A Lecture on the Study of History is the inaugural lecture delivered by John Emerich Edward Dalberg-Acton, better known as Lord Acton, on his appointment as Regius Professor of Modern History at the University of Cambridge in 1895. The lecture was published in the same year and has become one of the central documents in the late Victorian and early twentieth century debate about the proper methods and the moral purposes of historical study.
Acton used the inaugural lecture to set out his vision of what serious historical study should aim at. The lecture combines extraordinary erudition with the kind of programmatic statement that the occasion demanded, presenting Acton’s understanding of the development of modern historical scholarship across the previous century and his vision of what English historical writing should be attempting in the years ahead. The argument is wide ranging and includes substantial reflection on the relationship between the historian and moral judgment, the proper handling of religious and political controversy in historical writing, the standards of evidence and documentation that serious historical work requires, and the broader cultural and educational role of historical study in modern intellectual life.
The most famous and most controversial element of the lecture is Acton’s insistence that historians must make moral judgments about the figures and events they study, and that the various conventional doctrines that exempted political and religious leaders from the ordinary standards of moral assessment were essentially defenses of unjustifiable conduct. This position put Acton at odds with various of the dominant currents in late nineteenth century historical writing, including the various forms of historical relativism that treated each period on its own moral terms and the various nationalist and confessional traditions that sought to defend the conduct of particular national or religious heroes against critical assessment.

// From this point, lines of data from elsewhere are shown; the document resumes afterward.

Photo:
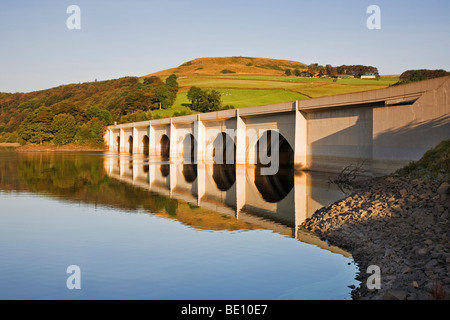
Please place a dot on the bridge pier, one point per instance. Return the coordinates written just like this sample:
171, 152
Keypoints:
385, 129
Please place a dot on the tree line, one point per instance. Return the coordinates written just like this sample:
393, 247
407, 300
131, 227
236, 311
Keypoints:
79, 113
316, 69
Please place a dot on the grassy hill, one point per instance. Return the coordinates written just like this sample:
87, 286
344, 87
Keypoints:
246, 81
242, 81
232, 65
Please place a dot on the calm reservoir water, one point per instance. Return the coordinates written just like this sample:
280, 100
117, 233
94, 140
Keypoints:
140, 228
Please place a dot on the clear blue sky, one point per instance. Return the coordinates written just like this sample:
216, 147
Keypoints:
137, 37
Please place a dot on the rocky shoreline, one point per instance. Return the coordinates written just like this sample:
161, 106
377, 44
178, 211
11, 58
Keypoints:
53, 148
400, 224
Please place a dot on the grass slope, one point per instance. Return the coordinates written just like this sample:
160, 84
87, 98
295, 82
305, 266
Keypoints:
257, 81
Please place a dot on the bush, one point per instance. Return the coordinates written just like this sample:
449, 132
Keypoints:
64, 128
225, 71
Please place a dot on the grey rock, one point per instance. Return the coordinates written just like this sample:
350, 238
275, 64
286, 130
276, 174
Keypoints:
395, 295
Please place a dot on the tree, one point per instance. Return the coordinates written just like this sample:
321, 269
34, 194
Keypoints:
312, 68
171, 82
36, 128
164, 97
204, 100
101, 114
64, 128
153, 81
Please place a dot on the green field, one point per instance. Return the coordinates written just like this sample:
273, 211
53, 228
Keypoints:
243, 91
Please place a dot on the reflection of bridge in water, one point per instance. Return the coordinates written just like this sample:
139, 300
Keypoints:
278, 202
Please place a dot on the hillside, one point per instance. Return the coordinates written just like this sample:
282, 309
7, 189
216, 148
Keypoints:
232, 65
82, 110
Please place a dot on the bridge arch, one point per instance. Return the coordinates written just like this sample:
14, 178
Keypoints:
273, 145
189, 172
224, 149
274, 188
165, 146
130, 144
145, 145
189, 147
224, 175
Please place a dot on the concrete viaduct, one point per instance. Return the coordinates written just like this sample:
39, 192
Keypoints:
384, 129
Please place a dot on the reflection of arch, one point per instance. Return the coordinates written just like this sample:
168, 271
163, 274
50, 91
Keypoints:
274, 188
224, 151
189, 147
165, 146
190, 172
224, 176
264, 147
146, 144
165, 170
130, 144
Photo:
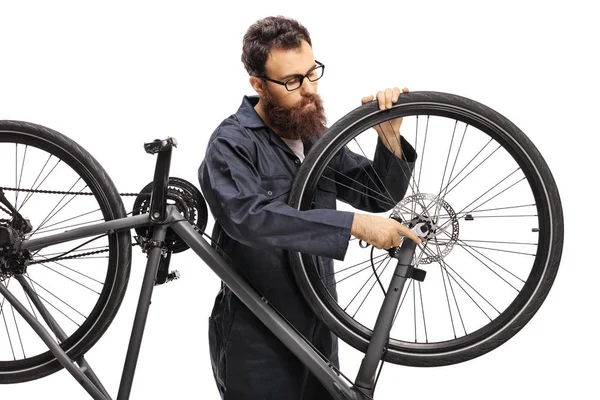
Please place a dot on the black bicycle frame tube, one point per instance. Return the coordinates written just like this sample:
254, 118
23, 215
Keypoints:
321, 368
261, 308
86, 231
381, 331
141, 314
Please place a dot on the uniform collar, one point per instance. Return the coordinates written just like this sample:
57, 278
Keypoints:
247, 115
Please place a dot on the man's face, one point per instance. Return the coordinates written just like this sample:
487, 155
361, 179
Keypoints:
297, 114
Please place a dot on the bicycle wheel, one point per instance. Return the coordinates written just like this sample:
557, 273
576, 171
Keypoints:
56, 185
488, 194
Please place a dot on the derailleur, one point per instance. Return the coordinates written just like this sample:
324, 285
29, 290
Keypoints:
162, 275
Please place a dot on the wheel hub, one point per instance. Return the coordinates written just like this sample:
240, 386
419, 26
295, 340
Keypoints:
439, 219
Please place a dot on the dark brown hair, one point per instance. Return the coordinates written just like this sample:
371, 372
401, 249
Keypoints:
266, 34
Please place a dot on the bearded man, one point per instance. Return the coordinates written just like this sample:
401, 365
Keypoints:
250, 163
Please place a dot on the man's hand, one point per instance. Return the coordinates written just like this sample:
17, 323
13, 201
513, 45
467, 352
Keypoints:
381, 232
388, 131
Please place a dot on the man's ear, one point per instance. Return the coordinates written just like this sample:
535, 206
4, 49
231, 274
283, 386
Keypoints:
258, 85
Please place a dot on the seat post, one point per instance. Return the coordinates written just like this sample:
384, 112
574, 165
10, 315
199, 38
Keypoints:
158, 200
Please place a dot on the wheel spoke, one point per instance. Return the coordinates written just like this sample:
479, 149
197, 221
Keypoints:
447, 268
390, 197
423, 312
415, 187
72, 218
75, 271
48, 217
367, 281
371, 288
18, 185
18, 330
30, 194
71, 279
57, 298
356, 190
493, 197
65, 227
384, 199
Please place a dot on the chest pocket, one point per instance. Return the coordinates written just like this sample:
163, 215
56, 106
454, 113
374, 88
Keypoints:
276, 187
326, 191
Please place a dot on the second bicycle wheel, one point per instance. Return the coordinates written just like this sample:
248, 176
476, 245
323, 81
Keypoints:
493, 207
56, 185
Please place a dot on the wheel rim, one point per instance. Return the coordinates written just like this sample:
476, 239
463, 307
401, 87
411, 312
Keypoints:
76, 291
415, 337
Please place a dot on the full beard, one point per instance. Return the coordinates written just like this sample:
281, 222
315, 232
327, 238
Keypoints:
297, 122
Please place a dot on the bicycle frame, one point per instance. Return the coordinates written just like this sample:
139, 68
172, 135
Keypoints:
162, 217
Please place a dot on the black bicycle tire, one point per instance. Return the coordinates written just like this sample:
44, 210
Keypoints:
119, 262
439, 103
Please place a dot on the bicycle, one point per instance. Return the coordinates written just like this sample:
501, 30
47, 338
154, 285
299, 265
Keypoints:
170, 216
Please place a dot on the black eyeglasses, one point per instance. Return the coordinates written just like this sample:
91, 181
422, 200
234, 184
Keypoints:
294, 82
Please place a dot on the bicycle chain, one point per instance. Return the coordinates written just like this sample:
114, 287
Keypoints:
64, 193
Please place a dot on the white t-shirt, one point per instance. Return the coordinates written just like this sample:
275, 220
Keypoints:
296, 146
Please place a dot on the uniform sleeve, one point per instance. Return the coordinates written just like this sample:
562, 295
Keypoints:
377, 185
247, 207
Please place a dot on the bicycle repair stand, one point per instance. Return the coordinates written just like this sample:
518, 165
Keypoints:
160, 217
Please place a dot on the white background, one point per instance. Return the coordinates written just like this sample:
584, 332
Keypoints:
116, 74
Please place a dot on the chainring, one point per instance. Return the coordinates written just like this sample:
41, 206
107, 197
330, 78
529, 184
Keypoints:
189, 202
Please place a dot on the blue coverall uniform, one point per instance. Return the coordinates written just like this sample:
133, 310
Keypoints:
246, 176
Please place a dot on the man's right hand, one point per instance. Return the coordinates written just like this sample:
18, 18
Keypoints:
381, 232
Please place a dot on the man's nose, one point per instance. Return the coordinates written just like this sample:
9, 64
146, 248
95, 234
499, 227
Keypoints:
308, 87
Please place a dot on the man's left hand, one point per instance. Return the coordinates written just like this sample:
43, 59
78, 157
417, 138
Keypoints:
389, 131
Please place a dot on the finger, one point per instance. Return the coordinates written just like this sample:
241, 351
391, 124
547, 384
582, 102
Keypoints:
388, 98
381, 99
404, 231
396, 241
396, 94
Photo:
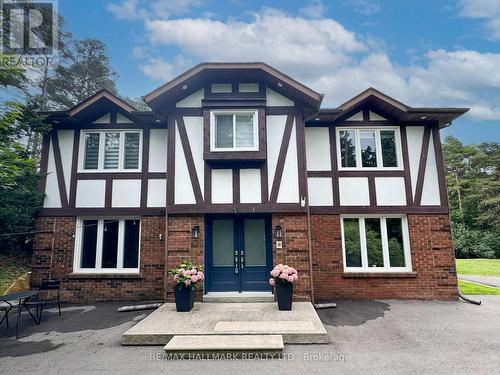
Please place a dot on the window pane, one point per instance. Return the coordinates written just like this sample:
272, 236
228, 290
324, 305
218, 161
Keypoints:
91, 150
351, 243
222, 243
111, 150
368, 148
395, 238
110, 244
223, 131
348, 148
131, 151
388, 141
374, 242
131, 244
244, 131
89, 242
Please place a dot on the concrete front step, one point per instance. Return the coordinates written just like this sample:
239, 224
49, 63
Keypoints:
210, 346
235, 297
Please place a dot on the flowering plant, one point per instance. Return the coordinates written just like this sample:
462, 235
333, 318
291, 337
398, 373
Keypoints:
283, 274
187, 275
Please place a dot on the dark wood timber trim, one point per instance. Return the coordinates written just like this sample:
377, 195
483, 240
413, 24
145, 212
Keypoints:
145, 167
301, 156
44, 162
59, 169
406, 165
436, 140
334, 166
108, 196
421, 167
171, 160
236, 185
378, 210
281, 158
372, 191
189, 160
101, 211
208, 184
74, 169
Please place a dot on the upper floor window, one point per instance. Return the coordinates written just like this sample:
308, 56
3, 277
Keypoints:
111, 150
234, 131
374, 148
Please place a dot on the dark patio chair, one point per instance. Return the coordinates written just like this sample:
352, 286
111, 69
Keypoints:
47, 285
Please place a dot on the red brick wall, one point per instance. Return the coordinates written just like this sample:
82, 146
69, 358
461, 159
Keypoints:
433, 262
295, 251
53, 257
182, 247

The lecture was widely read and widely debated in the years after its publication. It has remained one of the central documents in the long argument among historians about the proper relationship between historical scholarship and moral judgment, and it has continued to find readers who admire Acton’s combination of erudition, moral seriousness, and rhetorical power.
The lecture is short and reads as a single sitting. For readers interested in the history of historical writing and in late Victorian English intellectual life, this is essential reading. It pairs naturally with Acton’s Lectures on Modern History and with the broader essays on freedom and power collected variously.